It’s been a bad week for women (want to pay for your own birth control, anyone?). Shit, a bad year. Surely you must know why. But one thing women can take comfort in this week is that the National Book Award panel of judges has seen fit to recognize female writers very noticeably on their list of finalists this year.
Though we’ve always known the literary world–or rather the largely male writers that still dominate it–has thrived on women as muses (often too much so, F. Scott), it’s still rare to see awards brokered by the highly snooty (yet still lacking in decent offerings) elite of book tastemaking acknowledging excellence in writing by women.
But across the board in every category–fiction, nonfiction, poetry and young adult literature–the presence of the female is unignorable.

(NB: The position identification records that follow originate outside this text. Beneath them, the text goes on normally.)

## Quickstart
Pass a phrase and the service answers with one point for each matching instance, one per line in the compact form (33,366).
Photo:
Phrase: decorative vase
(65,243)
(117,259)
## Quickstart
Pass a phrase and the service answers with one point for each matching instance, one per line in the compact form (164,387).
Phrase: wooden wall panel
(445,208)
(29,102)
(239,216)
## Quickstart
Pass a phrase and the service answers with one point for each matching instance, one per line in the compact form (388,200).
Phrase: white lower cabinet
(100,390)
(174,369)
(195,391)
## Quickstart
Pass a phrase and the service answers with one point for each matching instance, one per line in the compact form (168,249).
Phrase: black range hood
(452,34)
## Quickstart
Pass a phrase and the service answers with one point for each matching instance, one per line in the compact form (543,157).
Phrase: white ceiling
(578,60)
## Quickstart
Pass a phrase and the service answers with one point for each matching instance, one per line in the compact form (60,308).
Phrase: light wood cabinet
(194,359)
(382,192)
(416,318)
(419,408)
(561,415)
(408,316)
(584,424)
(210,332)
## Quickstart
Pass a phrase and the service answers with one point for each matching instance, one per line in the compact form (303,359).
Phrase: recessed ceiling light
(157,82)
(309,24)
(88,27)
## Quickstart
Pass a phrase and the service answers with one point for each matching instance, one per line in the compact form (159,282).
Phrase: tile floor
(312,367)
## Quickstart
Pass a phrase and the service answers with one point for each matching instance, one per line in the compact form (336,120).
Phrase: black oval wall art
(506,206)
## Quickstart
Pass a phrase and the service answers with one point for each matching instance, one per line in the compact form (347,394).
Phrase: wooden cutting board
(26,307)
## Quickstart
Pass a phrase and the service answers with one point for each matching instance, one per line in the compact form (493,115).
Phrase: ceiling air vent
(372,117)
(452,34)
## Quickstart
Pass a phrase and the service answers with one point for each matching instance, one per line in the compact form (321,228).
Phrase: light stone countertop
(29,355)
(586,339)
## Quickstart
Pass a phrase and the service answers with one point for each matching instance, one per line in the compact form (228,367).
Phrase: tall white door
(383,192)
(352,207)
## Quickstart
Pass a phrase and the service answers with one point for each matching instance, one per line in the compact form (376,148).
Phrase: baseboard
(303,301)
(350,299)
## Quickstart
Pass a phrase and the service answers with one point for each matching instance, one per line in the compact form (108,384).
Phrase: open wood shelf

Most triumphantly is Carmen Maria Machado’s Her Body and Other Parties: Stories, a collection that features among other tales of defiance (a woman who won’t remove a green ribbon from her neck as requested by her husband), a much needed dose of queerness that we’ve only really seen in male form in the mainstream in the pages of Dennis Cooper or Bret Easton Ellis.
Elsewhere, Min Jin Lee’s Pachinko goes the more epic route with a narrative centered around the saga of a Korean family told over four generations. The Leavers by Lisa Ko persists in highlighting not only works written by women, but stories that broaden the cultural horizons of the average reader these days (read: a white male in grad school). Jesmyn Ward’s Sing, Unburied, Sing rounds out the fiction finalists with another plot rich in familial history.
With women dominating the other three categories as well (poetry’s the only genre still semi-fighting off the phenomenon), there’s a strong chance it’s going to be another historic year for the progress being made in female representation in literature. And since a certain orange person doesn’t read, there’s nothing he can do to affect our current influence in a field that has long over-coddled the likes of white men for doing what women perfected from the instant they were “allowed” to sit at a typewriter for non-secretary related reasons: expressing rage, dissatisfaction and the general sentiment of being rent in two by personal desire and societal expectation.